Although these seemed to be words every girl hoped to hear someday, Carolyn wasn’t sure how to react. He stroked her arm and they listened to the rain falling outside. George kissed her softly on the lips.
They could hear Logan and Jasmine making love in her bedroom.
  “I wish they could be less obvious about it,” she said.
  “Welcome to the wide world of close living quarters,” George smiled. “There’s a reason why I live alone.” He stroked Carolyn’s neck and ears and her skin felt warm. She stood, took his hand and led him into her bedroom.
  She sat on her bed and bounced on the mattress. “Strange I haven’t even slept here yet. Isn’t that strange?”
  George eased beside her and pulled her to him for another kiss. “You like strange things. That’s why you’re with me.”
  “Oh that’s why,” Carolyn teased. “I was beginning to wonder.”
  They wrestled and George pinned her. He kissed her neck and ears. His touch was gentle, but suddenly Carolyn felt tied up in knots inside. As George’s hands moved under her shirt and unhooked her bra, she noticed a painting of Jesus on the far wall. The eyes were full of compassion and his lips were pursed in a slight smile of knowing. He pointed to his sacred heart with one hand. His halo seemed to glow with a life of its own.
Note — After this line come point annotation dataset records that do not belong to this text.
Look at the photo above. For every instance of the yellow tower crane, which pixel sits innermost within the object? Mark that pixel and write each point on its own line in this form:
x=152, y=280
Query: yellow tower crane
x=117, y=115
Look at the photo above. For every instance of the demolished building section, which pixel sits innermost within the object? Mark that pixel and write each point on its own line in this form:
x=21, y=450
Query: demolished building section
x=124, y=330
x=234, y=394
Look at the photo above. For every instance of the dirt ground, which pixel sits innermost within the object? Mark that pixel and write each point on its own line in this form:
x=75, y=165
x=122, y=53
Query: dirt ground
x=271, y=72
  George took off her tee shirt and kissed her neck and chest playfully. She closed her eyes, but the anxiety in her belly was too much. She stopped George and slipped out of bed. Clad only in her pants, she covered her small breasts with her arms. Jesus seemed to stare straight into her eyes, not her half naked body.
  “I love you,” she whispered as she took the picture off of its hinge, “but now is not the time.” She placed the painting in her closet. George giggled hysterically.
  She stood above him and unzipped her jeans. She stepped out of them and looked down at her blue cotton panties. “Sorry I didn’t think to wear something as pretty as Jasmine tonight,” she said.
  George took Carolyn’s hand and pulled her close. “If you wore a burlap sack, you would be the most beautiful girl I’ve ever laid eyes on.”
  Carolyn didn’t know what to say. For some reason, it seemed as though a wall was forming inside her. She made love with him even though she felt cold and distant and wanted to stay that way.

  The dream came to her again that night.
  In the dream she walked into the cold gray morgue with shiny metallic walls. Directly ahead, her sister’s coffin glowed under a crisp, white sheet. As the sheet was lifted, she saw Lydia dressed in her best black party dress. A faded red doll was clutched in her arms and her eyes were wide open.
  Lydia sat up and beckoned her to join. Carolyn took her hand and stepped into the casket. They sat face to face as they did when they bathed together as young children.
  “What’s it like being dead?”
  There was no answer. Instead, her younger sister placed a hand over Carolyn’s eyes. She felt her entire being flooded with warmth, love and comfort.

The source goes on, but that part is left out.